Friday, 1 February 2013

Cold Butter



Butter is blessed stuff. Agitated from fermented cream for our delight and delectation, there really is nothing better. On a cold and frosty morning, when you first reach for the butter dish and spy that bar of lustrous gold within, well, whimsy knows no bounds. Whilst peering into the cupboard, it is quite easy to imagine some rosy cheeked maiden forming a block with wooden scotch hands on wooden bench, working away and puffing a curly lock upwards as her forearms flex forwards and back. However, impish thoughts are normally fleeting and rush by because hunger beckons and the notion of a layer of ochre, thick and laden upon bread quickly overwhelms. Hands fumble in the cutlery drawer, eager and pensive and a knife is whipped out. Flashing silver before your eyes, the knife is then plunged forth and a slice of yellow fat, pure and true, is cleaved out, all wrinkled and fudgy on the blade.

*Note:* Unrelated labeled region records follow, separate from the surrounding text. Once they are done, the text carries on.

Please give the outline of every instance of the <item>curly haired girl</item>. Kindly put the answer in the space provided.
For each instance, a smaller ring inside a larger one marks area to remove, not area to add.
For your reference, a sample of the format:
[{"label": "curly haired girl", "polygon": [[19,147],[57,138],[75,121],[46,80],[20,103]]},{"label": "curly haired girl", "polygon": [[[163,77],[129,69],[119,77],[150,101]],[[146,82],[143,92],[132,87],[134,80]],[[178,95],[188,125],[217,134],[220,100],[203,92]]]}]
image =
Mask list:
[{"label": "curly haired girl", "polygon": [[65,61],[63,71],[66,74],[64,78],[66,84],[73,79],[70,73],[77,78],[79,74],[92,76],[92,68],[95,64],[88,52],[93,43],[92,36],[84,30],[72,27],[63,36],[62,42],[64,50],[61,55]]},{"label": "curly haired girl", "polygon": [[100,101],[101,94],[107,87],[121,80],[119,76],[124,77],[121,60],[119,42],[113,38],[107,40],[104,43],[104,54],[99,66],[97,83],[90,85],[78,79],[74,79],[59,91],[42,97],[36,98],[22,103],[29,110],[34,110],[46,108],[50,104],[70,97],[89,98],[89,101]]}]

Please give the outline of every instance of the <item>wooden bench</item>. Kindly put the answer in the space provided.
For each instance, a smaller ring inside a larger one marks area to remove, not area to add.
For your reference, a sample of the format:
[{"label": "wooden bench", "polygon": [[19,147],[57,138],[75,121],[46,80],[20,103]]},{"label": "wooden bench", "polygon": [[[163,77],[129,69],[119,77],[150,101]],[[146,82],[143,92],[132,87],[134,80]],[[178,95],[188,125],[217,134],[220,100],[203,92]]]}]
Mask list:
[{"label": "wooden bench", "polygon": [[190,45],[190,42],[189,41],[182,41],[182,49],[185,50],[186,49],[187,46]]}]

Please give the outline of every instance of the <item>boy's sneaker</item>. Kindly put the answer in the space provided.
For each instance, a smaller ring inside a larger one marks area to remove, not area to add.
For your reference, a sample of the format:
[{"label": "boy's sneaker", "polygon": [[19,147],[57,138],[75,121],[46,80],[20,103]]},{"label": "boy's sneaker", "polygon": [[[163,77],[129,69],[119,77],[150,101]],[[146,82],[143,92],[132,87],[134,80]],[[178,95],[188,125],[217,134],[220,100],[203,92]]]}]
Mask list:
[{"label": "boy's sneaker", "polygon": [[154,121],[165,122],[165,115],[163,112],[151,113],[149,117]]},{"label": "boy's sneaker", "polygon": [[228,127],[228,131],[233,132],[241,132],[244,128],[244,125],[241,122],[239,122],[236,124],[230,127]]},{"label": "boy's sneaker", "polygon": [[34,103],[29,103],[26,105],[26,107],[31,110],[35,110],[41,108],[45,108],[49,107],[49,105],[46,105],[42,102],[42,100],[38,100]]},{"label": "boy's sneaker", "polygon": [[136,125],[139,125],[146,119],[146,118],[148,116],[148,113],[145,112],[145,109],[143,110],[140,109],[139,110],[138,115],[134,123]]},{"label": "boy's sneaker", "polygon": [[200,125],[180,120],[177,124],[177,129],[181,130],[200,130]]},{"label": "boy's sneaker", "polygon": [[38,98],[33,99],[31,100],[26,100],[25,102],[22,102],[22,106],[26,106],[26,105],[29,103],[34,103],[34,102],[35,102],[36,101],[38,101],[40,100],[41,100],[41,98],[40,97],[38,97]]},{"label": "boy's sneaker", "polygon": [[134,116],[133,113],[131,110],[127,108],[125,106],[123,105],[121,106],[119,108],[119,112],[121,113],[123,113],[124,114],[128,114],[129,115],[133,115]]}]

Swiftly and urgently, it is then brought down onto the crumb, to spread out that patty of joy evenly, cleanly and to the edges of the crust. For teeth to sink decadently into, for the promise of sweet salty deliverance, for the bliss that butter can bring.

And then it happens.

You tear a huge hole in the bread.

Worse things can happen and have. Exercising caution and warming up the butter first in a microwave, only to reduce it to a puddle in 5 seconds can cause considerable anguish. Spying a daughter with a finger in the white ceramic dish is marginally worse, considering her penchant for cleaning out toe jam with the very same finger. Discovering that there is no butter in the house at all and that you have to resort to spreading Stork, bloody Stork, on your toast is reprehensible, an insult to humanity.

But tearing a huge, HUGE, muthafricking hole in the middle of a slice of bread because your butter is too cold..............

Well, it's like having my heart ripped out.